In one of my previous jobs as a Software Engineer, my boss had a really nice saying whenever something didn’t work: “The machine did exactly what you told it to do”. Which made sense at the time, software development is always deterministic. 2+2 is always equal to 4. Or 22, if you can’t do string to int conversion.

But then Sam Altman decided to release ChatGPT and now I have to explain to my parents what an “AI generated” video is, and that, no mom, the video of Donald Trump rapping isn’t real.

AI, by its very nature, isn’t deterministic. Not for most people at least, unless you already have a technical background or spend more time learning AI than any sane person should.

More to the point, AI changed how people work and even interface with computers. Openclaw, Hermes, Cowork, coding CLI tools, email filters, Jira AI assistants, I could go on for hours. Maybe I should, try to get our website ranking for some more keywords, but I do actually want people to read this, as I wrote this by hand. Imagine that, a gluten-free, gender-neutral, hand-written blog post in the great 2026, ikr?

One of the reasons why that is, is that I cannot use AI for content writing to save my life. Or, could not, but that’s why I’m writing this post, stick with me. The magic thinking rock can never seem to understand what I want it to do. Or it does understand, but decides that it won’t do it.

PICNIC errors aside (Google the joke, I won’t explain) the problem stands. I don’t face this issue with other things I use AI for, such as coding agents. Which of course triggered my engineering god complex and led me down several very, very deep rabbit holes, experimentation, and 3 in the morning rage-programming sessions.

I should be able to figure this out, right? I mean it’s not rocket science, it’s a blog post that I’m asking it to write. Talking to others in the industry, colleagues, friends, technical and non-technical people alike, I notice that I’m not alone in that.

Sure, AI does generate a blog post, but the blog post is at best meh. Sure, AI can edit a spreadsheet for you, but it doesn’t quite get what you want to do.

Why This Happens

For better or worse, AI is trained on the entire internet. Every piece of data it can gobble up makes its way into the training data for the annual Silicon Valley “Who has the better AI model” measuring contest. The majority of the players use synthetic data as well, but that’s beyond the scope.

Some companies even resort to pirating R-rated content off the internet to use in its training data. (Allegedly*)

But, the thing is, across any industry, across any specific skill, the vast, overwhelmingly vast majority of content is written for beginners. In many cases, also by beginners. This is natural and to be expected. The majority of software engineers at any given time are juniors to mediors. New grads are coming out, older software engineers are retiring. Same across the board — composers, writers, artists, etc. Even more so if the industry is in demand.

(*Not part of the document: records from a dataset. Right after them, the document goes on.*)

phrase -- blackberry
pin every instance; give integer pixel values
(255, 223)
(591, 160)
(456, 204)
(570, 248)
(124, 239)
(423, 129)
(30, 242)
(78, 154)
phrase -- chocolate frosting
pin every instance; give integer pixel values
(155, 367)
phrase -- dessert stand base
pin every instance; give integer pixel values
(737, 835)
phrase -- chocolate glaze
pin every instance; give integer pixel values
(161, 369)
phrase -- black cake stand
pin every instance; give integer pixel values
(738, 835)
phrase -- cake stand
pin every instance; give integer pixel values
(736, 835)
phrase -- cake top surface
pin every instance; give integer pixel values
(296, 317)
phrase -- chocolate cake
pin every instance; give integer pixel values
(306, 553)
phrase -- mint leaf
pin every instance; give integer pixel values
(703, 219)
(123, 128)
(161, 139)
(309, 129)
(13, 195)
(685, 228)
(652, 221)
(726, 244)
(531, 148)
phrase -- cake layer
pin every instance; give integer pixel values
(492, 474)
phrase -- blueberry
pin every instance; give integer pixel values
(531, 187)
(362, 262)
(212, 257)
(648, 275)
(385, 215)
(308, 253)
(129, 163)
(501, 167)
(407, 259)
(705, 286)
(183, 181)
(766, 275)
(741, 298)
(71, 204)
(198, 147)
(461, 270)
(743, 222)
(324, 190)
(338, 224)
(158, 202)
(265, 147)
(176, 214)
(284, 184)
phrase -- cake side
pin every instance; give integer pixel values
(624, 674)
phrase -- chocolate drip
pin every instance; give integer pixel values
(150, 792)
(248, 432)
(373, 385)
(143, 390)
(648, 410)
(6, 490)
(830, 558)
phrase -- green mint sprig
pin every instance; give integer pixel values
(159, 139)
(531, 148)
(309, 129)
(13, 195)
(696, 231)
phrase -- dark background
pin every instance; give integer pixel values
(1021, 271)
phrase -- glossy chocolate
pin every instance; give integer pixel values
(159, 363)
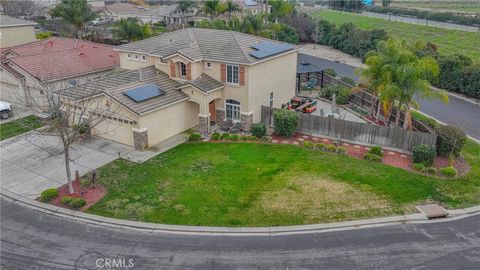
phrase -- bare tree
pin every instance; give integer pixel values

If you’re a content creator, or want to become one, and you see that “How to get a job in tech” is trending on Google, you follow the money, start creating content around that niche, monetize the traffic, profit. Business man doing business.

This leaves us in a pickle. Let’s say we disregard copyrighted works, you know, set an example for Fortune 500 companies — the majority of the entire internet traffic is social media and streaming sites. YouTube, Netflix, Instagram, etc. This means that AI is trained on a majority of beginner-level content. Which shows in benchmarks, specifically looking at HLE (Humanity’s Last Exam) where the best models sit right around 50%.

The irony of me writing this post for beginners is not lost on me.

There’s nothing wrong with being a beginner in any field, far from it.

But the fact is, if you’re trying to make heads or tails of an excel spreadsheet that your company has used since the early 2000s across every single Office version, good luck with getting AI to understand that. If you’re trying to get AI to create a high-ranking, high-converting piece of copy in your brand’s style and tone, good luck. Those things are hard to accomplish. If they were easy, good copywriters wouldn’t be worth their weight in gold. Good SEO people, good developers, you get the point.

What This Article Aims to Do

This isn’t going to be a prompting guide. I’m not going to give you a “READY TO USE PROMPT TO 100X YOUR AI PRODUCTIVITY”, as some clickbait YouTubers would like you to believe. The magic prompt, much like the fountain of youth, is a myth. And before you ask, yes, I am being paid to tell you that the fountain of youth is a myth.

In this article, my aim is to introduce you, (yes, you specifically reading this while on the toilet) to some techniques, technologies, mindset shifts that can further help you get more from your AI journey.

#1 – READY TO USE PROMPT TO 100X YOUR AI PRODUCTIVITY

See what I did there? Of course you do, you smart cookie you.

I’m not sure if you know this, but AI has spawned a bunch of new roles that haven’t previously existed. One of those, and I think maybe even the fastest growing one, is Prompt Engineer. Over 1000 open positions when I searched LinkedIn just now. A person who gets paid all day to come up with the best prompt possible to get the magic rock to do what he or she wants it to do.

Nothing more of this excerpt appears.